What happens in Cuba when Castro dies is in no way predictable. The nation’s economy is closely tied into an economic coalition with Venezuela and China. In addition to Cuba’s important supplies of nickel, used in the manufacture of various types of specialty steels, there are solid signs of an oil field off the island’s north coast. If so, energy independence could be in sight. (In fact, the Caribbean is becoming something of an energy trove. Trinidad is the center of a major gas field which currently is providing gas for LNG shipments to the east coast of the U.S. where the demand for gas is steadily increasing.)

If the Democrats control the Congress — and with South Dakota Senator Tim Johnson’s sudden illness this is no longer assured — U.S. policy toward Cuba is not likely to change much. In all likelihood it will continue along the same lines it has since 1959, when Secretary of State Christian Herter declared “economic warfare” on Cuba, cutting off the sugar trade and its fuel supply. As Ricardo Alarcon, Cuba’s vice president, recently put it in Counterpunch, the idea has been “to bring about hunger, misery and desperation among the people of Cuba.”

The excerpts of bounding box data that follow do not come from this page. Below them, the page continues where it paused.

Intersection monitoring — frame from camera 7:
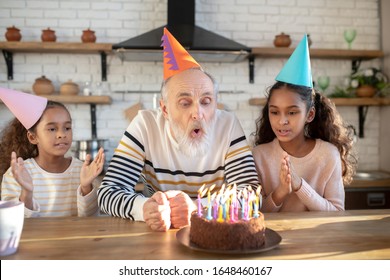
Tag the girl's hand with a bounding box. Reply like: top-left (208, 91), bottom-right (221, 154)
top-left (80, 148), bottom-right (105, 195)
top-left (286, 157), bottom-right (302, 192)
top-left (272, 152), bottom-right (292, 206)
top-left (11, 152), bottom-right (34, 210)
top-left (279, 153), bottom-right (292, 195)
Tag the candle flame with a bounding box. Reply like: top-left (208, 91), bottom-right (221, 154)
top-left (198, 184), bottom-right (206, 196)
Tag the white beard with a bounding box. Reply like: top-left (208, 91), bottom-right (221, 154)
top-left (168, 114), bottom-right (216, 158)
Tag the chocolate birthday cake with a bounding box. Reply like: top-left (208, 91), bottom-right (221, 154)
top-left (190, 186), bottom-right (265, 251)
top-left (190, 212), bottom-right (265, 250)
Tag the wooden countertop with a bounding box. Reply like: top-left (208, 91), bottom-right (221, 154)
top-left (2, 209), bottom-right (390, 260)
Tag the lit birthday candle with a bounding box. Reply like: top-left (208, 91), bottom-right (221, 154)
top-left (206, 193), bottom-right (216, 221)
top-left (198, 184), bottom-right (205, 217)
top-left (222, 186), bottom-right (231, 220)
top-left (234, 190), bottom-right (242, 219)
top-left (207, 184), bottom-right (215, 207)
top-left (241, 189), bottom-right (246, 219)
top-left (229, 193), bottom-right (236, 223)
top-left (213, 194), bottom-right (219, 220)
top-left (246, 186), bottom-right (255, 219)
top-left (217, 204), bottom-right (224, 223)
top-left (256, 185), bottom-right (263, 210)
top-left (253, 186), bottom-right (260, 218)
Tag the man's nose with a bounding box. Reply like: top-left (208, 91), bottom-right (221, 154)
top-left (192, 104), bottom-right (203, 121)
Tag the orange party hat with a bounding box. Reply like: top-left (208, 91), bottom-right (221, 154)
top-left (0, 87), bottom-right (47, 129)
top-left (161, 28), bottom-right (202, 81)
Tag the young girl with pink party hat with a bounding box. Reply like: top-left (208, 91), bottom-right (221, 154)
top-left (0, 88), bottom-right (104, 217)
top-left (252, 36), bottom-right (356, 212)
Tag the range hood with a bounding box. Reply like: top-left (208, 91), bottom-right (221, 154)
top-left (112, 0), bottom-right (251, 62)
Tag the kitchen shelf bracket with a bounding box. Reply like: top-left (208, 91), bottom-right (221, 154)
top-left (100, 51), bottom-right (107, 81)
top-left (358, 105), bottom-right (369, 138)
top-left (90, 104), bottom-right (97, 139)
top-left (352, 59), bottom-right (362, 74)
top-left (248, 55), bottom-right (255, 84)
top-left (3, 50), bottom-right (14, 80)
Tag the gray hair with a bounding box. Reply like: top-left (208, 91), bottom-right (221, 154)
top-left (161, 68), bottom-right (219, 102)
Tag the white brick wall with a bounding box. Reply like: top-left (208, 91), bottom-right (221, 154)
top-left (0, 0), bottom-right (381, 169)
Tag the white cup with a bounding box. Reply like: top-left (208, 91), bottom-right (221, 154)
top-left (0, 200), bottom-right (24, 256)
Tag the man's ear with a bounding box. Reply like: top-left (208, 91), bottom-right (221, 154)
top-left (160, 99), bottom-right (168, 119)
top-left (27, 131), bottom-right (38, 145)
top-left (306, 107), bottom-right (316, 123)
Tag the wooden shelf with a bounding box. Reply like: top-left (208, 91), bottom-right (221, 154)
top-left (0, 42), bottom-right (112, 54)
top-left (0, 95), bottom-right (112, 104)
top-left (252, 47), bottom-right (384, 60)
top-left (0, 42), bottom-right (112, 81)
top-left (41, 95), bottom-right (112, 104)
top-left (249, 98), bottom-right (390, 106)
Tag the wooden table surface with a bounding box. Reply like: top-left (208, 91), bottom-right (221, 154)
top-left (2, 209), bottom-right (390, 260)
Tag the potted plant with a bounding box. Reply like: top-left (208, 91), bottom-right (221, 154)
top-left (350, 67), bottom-right (390, 97)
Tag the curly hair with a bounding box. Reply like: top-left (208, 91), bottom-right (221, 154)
top-left (0, 101), bottom-right (70, 179)
top-left (255, 82), bottom-right (357, 184)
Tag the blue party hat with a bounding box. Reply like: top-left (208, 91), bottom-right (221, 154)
top-left (275, 34), bottom-right (313, 88)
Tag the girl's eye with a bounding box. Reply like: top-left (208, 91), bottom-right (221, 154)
top-left (201, 98), bottom-right (211, 106)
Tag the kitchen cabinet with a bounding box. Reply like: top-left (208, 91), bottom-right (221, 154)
top-left (345, 171), bottom-right (390, 210)
top-left (0, 42), bottom-right (112, 81)
top-left (345, 186), bottom-right (390, 210)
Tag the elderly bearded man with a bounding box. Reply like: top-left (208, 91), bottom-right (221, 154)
top-left (98, 30), bottom-right (258, 231)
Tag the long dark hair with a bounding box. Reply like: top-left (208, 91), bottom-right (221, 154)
top-left (255, 82), bottom-right (357, 184)
top-left (0, 101), bottom-right (70, 178)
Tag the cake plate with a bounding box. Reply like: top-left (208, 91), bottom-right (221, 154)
top-left (176, 226), bottom-right (282, 254)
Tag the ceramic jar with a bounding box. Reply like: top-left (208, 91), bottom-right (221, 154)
top-left (41, 27), bottom-right (57, 42)
top-left (356, 85), bottom-right (377, 97)
top-left (60, 80), bottom-right (79, 95)
top-left (33, 76), bottom-right (54, 95)
top-left (274, 32), bottom-right (291, 48)
top-left (81, 28), bottom-right (96, 43)
top-left (5, 25), bottom-right (22, 42)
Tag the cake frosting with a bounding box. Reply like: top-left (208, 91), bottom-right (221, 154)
top-left (190, 209), bottom-right (265, 250)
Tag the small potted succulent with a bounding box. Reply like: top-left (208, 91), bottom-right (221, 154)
top-left (350, 67), bottom-right (390, 97)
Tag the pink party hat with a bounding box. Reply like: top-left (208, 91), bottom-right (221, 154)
top-left (0, 87), bottom-right (47, 129)
top-left (275, 35), bottom-right (313, 88)
top-left (161, 28), bottom-right (201, 81)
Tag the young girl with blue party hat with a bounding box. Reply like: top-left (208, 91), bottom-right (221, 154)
top-left (252, 36), bottom-right (356, 212)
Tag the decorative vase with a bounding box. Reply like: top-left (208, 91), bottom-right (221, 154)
top-left (81, 28), bottom-right (96, 43)
top-left (41, 27), bottom-right (57, 42)
top-left (356, 85), bottom-right (376, 97)
top-left (60, 80), bottom-right (79, 95)
top-left (33, 76), bottom-right (54, 95)
top-left (5, 25), bottom-right (22, 42)
top-left (274, 32), bottom-right (291, 48)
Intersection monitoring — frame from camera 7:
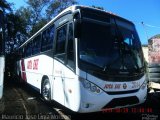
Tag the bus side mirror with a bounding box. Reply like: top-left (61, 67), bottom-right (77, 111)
top-left (74, 19), bottom-right (81, 38)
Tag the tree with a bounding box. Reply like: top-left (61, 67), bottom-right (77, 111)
top-left (0, 0), bottom-right (13, 12)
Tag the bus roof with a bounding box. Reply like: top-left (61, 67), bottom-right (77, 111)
top-left (19, 5), bottom-right (133, 48)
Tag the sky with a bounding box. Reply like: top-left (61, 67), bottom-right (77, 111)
top-left (7, 0), bottom-right (160, 44)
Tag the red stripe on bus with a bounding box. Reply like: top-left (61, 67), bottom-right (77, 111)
top-left (21, 59), bottom-right (27, 81)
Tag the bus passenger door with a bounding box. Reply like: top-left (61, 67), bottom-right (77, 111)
top-left (53, 24), bottom-right (67, 105)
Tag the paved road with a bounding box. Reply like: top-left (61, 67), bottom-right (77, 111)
top-left (0, 81), bottom-right (160, 120)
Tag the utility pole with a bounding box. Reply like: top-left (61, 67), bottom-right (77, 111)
top-left (141, 21), bottom-right (149, 40)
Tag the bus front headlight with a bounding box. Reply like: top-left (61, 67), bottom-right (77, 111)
top-left (79, 78), bottom-right (102, 94)
top-left (141, 80), bottom-right (147, 90)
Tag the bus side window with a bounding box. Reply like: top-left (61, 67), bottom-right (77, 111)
top-left (67, 23), bottom-right (75, 69)
top-left (32, 34), bottom-right (41, 55)
top-left (41, 25), bottom-right (54, 52)
top-left (25, 41), bottom-right (32, 57)
top-left (56, 25), bottom-right (67, 62)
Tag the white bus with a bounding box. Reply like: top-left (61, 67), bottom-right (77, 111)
top-left (16, 5), bottom-right (147, 112)
top-left (0, 9), bottom-right (5, 99)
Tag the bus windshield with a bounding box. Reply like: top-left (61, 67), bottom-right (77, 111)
top-left (79, 19), bottom-right (143, 73)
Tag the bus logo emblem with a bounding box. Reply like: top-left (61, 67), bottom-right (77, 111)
top-left (123, 83), bottom-right (127, 89)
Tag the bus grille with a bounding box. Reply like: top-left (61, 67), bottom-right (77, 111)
top-left (103, 96), bottom-right (139, 109)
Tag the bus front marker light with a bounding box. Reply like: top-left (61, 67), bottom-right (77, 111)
top-left (84, 80), bottom-right (91, 88)
top-left (141, 80), bottom-right (147, 90)
top-left (91, 86), bottom-right (97, 92)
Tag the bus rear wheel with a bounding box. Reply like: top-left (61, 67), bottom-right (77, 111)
top-left (41, 79), bottom-right (51, 102)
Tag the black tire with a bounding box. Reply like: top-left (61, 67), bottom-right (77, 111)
top-left (41, 79), bottom-right (51, 102)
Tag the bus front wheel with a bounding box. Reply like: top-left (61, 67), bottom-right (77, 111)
top-left (41, 79), bottom-right (51, 101)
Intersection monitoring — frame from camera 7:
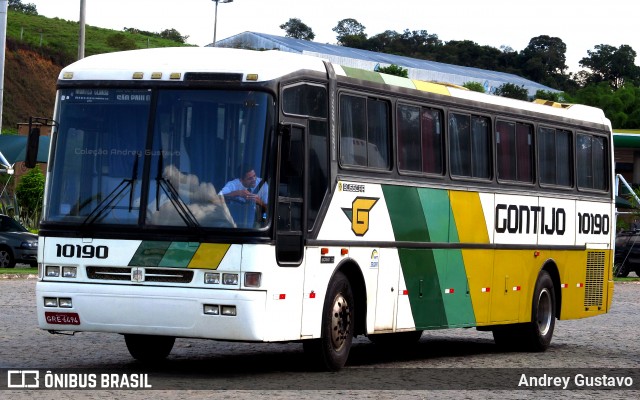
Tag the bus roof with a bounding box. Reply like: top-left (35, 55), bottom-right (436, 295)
top-left (59, 47), bottom-right (326, 82)
top-left (59, 47), bottom-right (611, 130)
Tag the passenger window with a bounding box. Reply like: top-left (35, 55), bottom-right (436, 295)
top-left (538, 127), bottom-right (573, 187)
top-left (449, 113), bottom-right (491, 179)
top-left (340, 95), bottom-right (390, 170)
top-left (397, 104), bottom-right (444, 174)
top-left (496, 121), bottom-right (533, 183)
top-left (576, 134), bottom-right (608, 190)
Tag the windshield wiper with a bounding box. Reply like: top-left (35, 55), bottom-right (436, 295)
top-left (156, 156), bottom-right (200, 227)
top-left (82, 155), bottom-right (139, 225)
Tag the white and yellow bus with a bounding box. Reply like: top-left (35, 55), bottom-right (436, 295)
top-left (36, 48), bottom-right (615, 370)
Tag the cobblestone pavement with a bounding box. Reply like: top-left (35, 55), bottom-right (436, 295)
top-left (0, 279), bottom-right (640, 399)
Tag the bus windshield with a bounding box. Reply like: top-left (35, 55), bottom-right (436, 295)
top-left (44, 88), bottom-right (274, 229)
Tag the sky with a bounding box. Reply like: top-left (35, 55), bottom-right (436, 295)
top-left (22, 0), bottom-right (640, 72)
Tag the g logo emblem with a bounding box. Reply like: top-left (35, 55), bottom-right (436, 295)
top-left (342, 197), bottom-right (379, 236)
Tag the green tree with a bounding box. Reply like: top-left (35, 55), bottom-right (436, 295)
top-left (579, 44), bottom-right (640, 89)
top-left (377, 64), bottom-right (409, 78)
top-left (535, 90), bottom-right (562, 102)
top-left (520, 35), bottom-right (568, 87)
top-left (16, 168), bottom-right (45, 221)
top-left (332, 18), bottom-right (367, 48)
top-left (280, 18), bottom-right (316, 40)
top-left (462, 81), bottom-right (485, 93)
top-left (495, 83), bottom-right (529, 101)
top-left (160, 28), bottom-right (189, 43)
top-left (107, 33), bottom-right (138, 50)
top-left (8, 0), bottom-right (38, 15)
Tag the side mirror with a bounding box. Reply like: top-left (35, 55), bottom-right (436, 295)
top-left (24, 128), bottom-right (40, 168)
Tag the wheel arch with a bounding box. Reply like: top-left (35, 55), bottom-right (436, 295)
top-left (0, 243), bottom-right (16, 267)
top-left (333, 259), bottom-right (367, 336)
top-left (540, 259), bottom-right (562, 319)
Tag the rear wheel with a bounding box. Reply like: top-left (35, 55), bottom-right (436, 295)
top-left (493, 271), bottom-right (556, 351)
top-left (124, 334), bottom-right (176, 362)
top-left (303, 272), bottom-right (354, 371)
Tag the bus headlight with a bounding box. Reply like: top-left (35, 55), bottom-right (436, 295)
top-left (44, 297), bottom-right (58, 307)
top-left (203, 304), bottom-right (220, 315)
top-left (220, 306), bottom-right (236, 317)
top-left (58, 297), bottom-right (73, 308)
top-left (62, 267), bottom-right (78, 278)
top-left (244, 272), bottom-right (262, 287)
top-left (204, 272), bottom-right (220, 285)
top-left (222, 274), bottom-right (238, 285)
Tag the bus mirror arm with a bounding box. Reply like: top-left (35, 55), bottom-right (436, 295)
top-left (24, 117), bottom-right (56, 168)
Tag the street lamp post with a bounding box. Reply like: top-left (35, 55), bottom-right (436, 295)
top-left (212, 0), bottom-right (233, 47)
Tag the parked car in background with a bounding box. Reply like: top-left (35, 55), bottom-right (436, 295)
top-left (0, 215), bottom-right (38, 268)
top-left (614, 229), bottom-right (640, 278)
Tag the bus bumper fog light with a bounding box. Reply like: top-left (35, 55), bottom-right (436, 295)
top-left (222, 306), bottom-right (236, 317)
top-left (44, 297), bottom-right (58, 307)
top-left (244, 272), bottom-right (262, 287)
top-left (222, 274), bottom-right (238, 285)
top-left (44, 265), bottom-right (60, 278)
top-left (204, 304), bottom-right (220, 315)
top-left (209, 272), bottom-right (220, 285)
top-left (58, 297), bottom-right (73, 308)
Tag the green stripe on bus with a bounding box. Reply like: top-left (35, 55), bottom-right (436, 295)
top-left (382, 185), bottom-right (430, 242)
top-left (129, 241), bottom-right (171, 267)
top-left (383, 186), bottom-right (475, 329)
top-left (158, 242), bottom-right (199, 268)
top-left (342, 66), bottom-right (384, 83)
top-left (398, 249), bottom-right (447, 329)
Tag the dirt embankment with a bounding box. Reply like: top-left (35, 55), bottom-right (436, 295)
top-left (2, 39), bottom-right (62, 131)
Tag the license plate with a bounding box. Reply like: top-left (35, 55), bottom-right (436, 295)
top-left (44, 312), bottom-right (80, 325)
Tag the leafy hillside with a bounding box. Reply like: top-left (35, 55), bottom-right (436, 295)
top-left (2, 10), bottom-right (192, 132)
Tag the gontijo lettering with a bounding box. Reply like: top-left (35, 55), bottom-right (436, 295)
top-left (495, 204), bottom-right (567, 235)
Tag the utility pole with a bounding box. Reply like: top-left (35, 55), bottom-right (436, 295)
top-left (78, 0), bottom-right (86, 60)
top-left (211, 0), bottom-right (233, 47)
top-left (0, 0), bottom-right (9, 135)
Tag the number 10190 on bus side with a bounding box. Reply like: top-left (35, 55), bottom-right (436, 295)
top-left (29, 48), bottom-right (615, 370)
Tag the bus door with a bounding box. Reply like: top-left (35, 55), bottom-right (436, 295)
top-left (276, 124), bottom-right (306, 266)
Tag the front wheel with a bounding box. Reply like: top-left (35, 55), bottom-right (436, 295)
top-left (0, 247), bottom-right (16, 268)
top-left (303, 272), bottom-right (355, 371)
top-left (124, 334), bottom-right (176, 362)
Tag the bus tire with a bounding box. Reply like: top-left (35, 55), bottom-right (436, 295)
top-left (302, 272), bottom-right (355, 371)
top-left (124, 334), bottom-right (176, 362)
top-left (523, 271), bottom-right (556, 351)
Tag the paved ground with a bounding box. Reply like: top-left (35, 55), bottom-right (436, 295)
top-left (0, 279), bottom-right (640, 399)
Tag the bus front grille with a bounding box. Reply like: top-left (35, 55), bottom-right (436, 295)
top-left (87, 267), bottom-right (193, 283)
top-left (584, 251), bottom-right (606, 307)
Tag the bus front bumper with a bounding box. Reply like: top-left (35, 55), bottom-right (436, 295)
top-left (36, 281), bottom-right (266, 341)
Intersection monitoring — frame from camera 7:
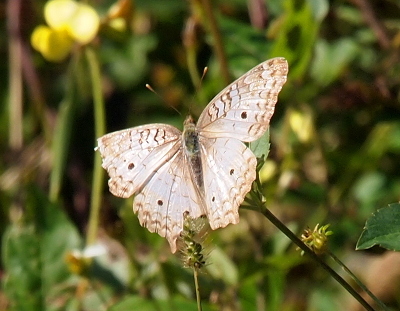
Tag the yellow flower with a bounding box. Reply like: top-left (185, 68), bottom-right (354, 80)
top-left (31, 0), bottom-right (100, 62)
top-left (301, 224), bottom-right (333, 255)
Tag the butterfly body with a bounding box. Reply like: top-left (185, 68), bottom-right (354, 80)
top-left (97, 57), bottom-right (288, 252)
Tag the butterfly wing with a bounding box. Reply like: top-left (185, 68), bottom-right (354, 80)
top-left (133, 149), bottom-right (205, 253)
top-left (197, 57), bottom-right (288, 142)
top-left (200, 138), bottom-right (257, 229)
top-left (97, 124), bottom-right (182, 198)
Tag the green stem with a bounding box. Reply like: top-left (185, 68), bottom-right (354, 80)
top-left (193, 268), bottom-right (202, 311)
top-left (327, 251), bottom-right (389, 311)
top-left (85, 47), bottom-right (105, 245)
top-left (261, 208), bottom-right (374, 311)
top-left (49, 54), bottom-right (80, 202)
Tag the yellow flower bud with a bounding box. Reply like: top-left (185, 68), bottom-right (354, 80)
top-left (31, 25), bottom-right (73, 62)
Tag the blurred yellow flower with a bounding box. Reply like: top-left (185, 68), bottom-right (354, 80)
top-left (31, 0), bottom-right (100, 62)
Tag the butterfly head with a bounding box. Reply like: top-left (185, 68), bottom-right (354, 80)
top-left (183, 115), bottom-right (195, 128)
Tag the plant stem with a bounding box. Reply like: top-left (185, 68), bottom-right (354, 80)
top-left (202, 0), bottom-right (231, 85)
top-left (193, 268), bottom-right (202, 311)
top-left (261, 208), bottom-right (374, 311)
top-left (49, 53), bottom-right (81, 202)
top-left (85, 47), bottom-right (105, 245)
top-left (327, 251), bottom-right (389, 311)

A State Department analysis in April 1960 said that since “the majority of Cubans support Castro, the only foreseeable means of alienating internal support is through disenchantment and disaffection based on economic dissatisfaction and hardship.” To weaken the economic life of Cuba there was a need to take a “positive position which would call forth a line of action while as adroit and inconspicuous as possible makes the greatest inroads in denying money and supplies to Cuba, to decrease monetary and real wages, to bring about hunger, desperation and overthrow of government.”

The policy didn’t work. After 46 years of ceaseless machinations to kill or topple Castro, the U.S. has gotten nowhere. In 2004, the Bush administration’s Commission for Assistance to a Free Cuba put out a report that insisted the Castro government was about to collapse, after which a U.S. transition team could effect an occupation and remake the place in the democratic image of the U.S. — just like in Iraq.

However, as Wayne Smith, a former U.S. diplomat who served in Cuba and who has extensive knowledge of U.S.-Cuban relations, noted, instead of collapsing, the Cuban economy “has shown strong signs of reinvigoration. Even the CIA gives it a growth rate of 8 percent.”